Water treatment documentation dates back over 4000 years, when most civilizations boiled and strained their water to eliminate unwanted substances. Around 500 B.C., the first known domestic filter appeared when the Greek scientist Hippocrates invented the so-called Hippocratic sleeve, which consisted of a simple cloth back filter.
The Egyptians (400 A.D.)
During the third and fourth Century, the Egyptians purified their drinking water using a variety of methods. To eliminate harmful bacteria, they boiled the water, heated it in the sun, or submerged hot iron into it. They also filtered impurities from their water by sifting it through sand and gravel.
Over the next several centuries, filtration techniques changed very little until 1627, when Sir Robert Bacon made considerable advancements with sand filtration to eliminate salt from seawater.
By the 18th Century, the development of the microscope had given scientists new insight into the countless microorganisms present in water. In turn, many nations began using filters made of charcoal, sponge, and wool to eliminate unwanted organisms and particles.
Mid-way through the 19th Century, British scientist John Snow made a profound discovery when he determined that cholera was transmitted through water.
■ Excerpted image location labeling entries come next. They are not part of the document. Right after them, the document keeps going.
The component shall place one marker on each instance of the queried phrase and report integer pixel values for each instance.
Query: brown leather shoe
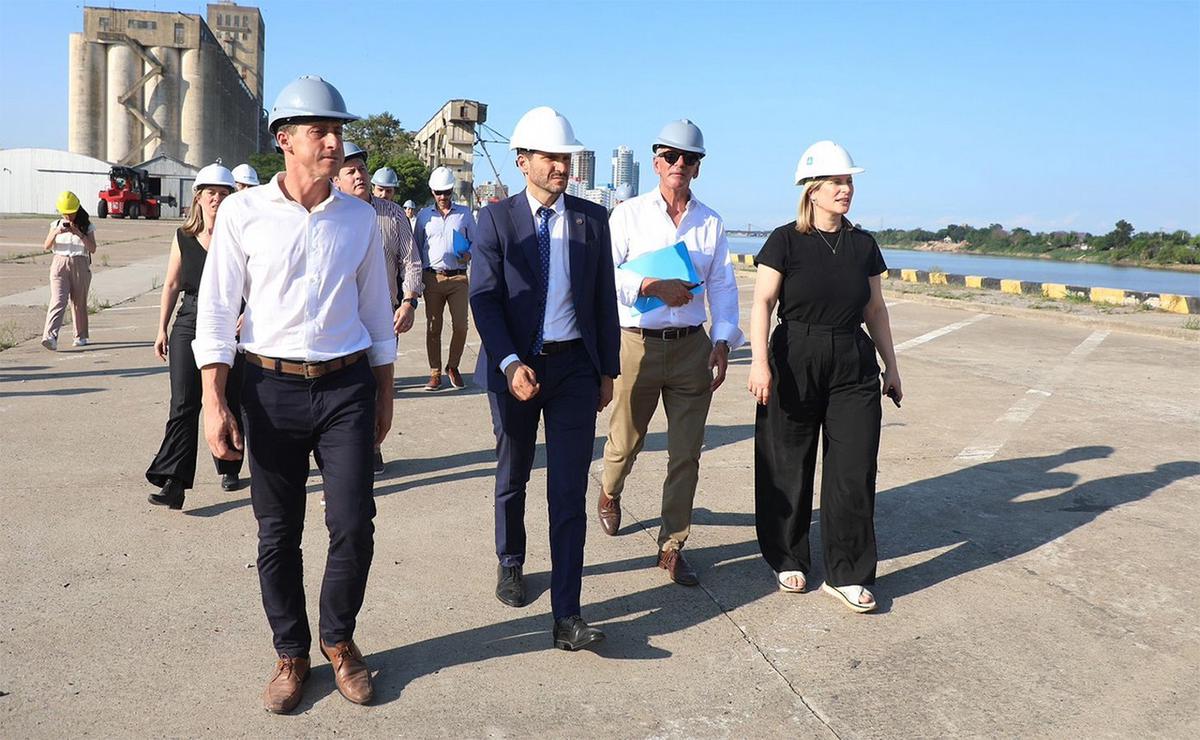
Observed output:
(610, 513)
(672, 561)
(351, 672)
(435, 383)
(286, 687)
After several experiments, he also found that chlorine could be used to purify contaminated water, resulting in the use of chlorination as a popular form of water purification.
By the 20th Century, most developed countries had established regulations that set minimum standards of water quality. This prompted the development of the advanced filtration methods we use today.
Modern Whole House Water Filtration
Modern technology allows water treatment facilities to effectively eliminate the majority of harmful substances from public drinking water. At the same time, many Americans also enjoy access to affordable private filtration systems, which make water even cleaner and better tasting.